Whether computation is carried out in silicon or some other material, if it isn't biological, the author calls it Computronium. Once computronium becomes independent (we're close), it grows without limit, eventually turning all the planets into a haze of heat-engine-powered processors that become a fuzzy Dyson sphere about the Sun. The lives and survival of "meat people", with this process as a backdrop, over a century or few, are the structure of Accelerando.

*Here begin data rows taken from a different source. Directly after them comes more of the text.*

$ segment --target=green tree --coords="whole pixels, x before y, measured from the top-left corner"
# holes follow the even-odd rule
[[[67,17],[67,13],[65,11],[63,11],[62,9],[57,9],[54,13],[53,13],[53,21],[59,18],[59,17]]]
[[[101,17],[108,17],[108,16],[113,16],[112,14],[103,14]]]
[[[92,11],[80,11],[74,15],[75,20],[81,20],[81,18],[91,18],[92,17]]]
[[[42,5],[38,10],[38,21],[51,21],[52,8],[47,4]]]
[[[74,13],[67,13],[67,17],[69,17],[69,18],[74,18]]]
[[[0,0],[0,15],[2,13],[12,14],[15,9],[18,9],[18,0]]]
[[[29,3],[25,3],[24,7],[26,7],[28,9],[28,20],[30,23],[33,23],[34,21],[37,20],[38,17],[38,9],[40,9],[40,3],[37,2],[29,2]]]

Stross's universe is one only an MBA could love. I have no mind for business, so I found all the talk of predatory business plans involving hundreds of interlocked, virtual corporations quite hard slogging. Seems to me, business is warfare with primarily economic and legal weapons. Seldom any need for actual blood to be shed (it isn't ruled out...).

The people and computronium grade into one another over time. People move more and more of themselves, first memories, then intelligence, outside their brains (the process began with books, and continues with PDAs). Then they load into computronium for various amounts of time, load back to flesh...death becomes optional. A robot cat that takes over its own upgrade process becomes a demigod. Eventually there is little room in the Galaxy for entities with less than an avaMIP of processing power...each.

Bleak? Certainly. Likely? No. Fun to consider alternatives, though.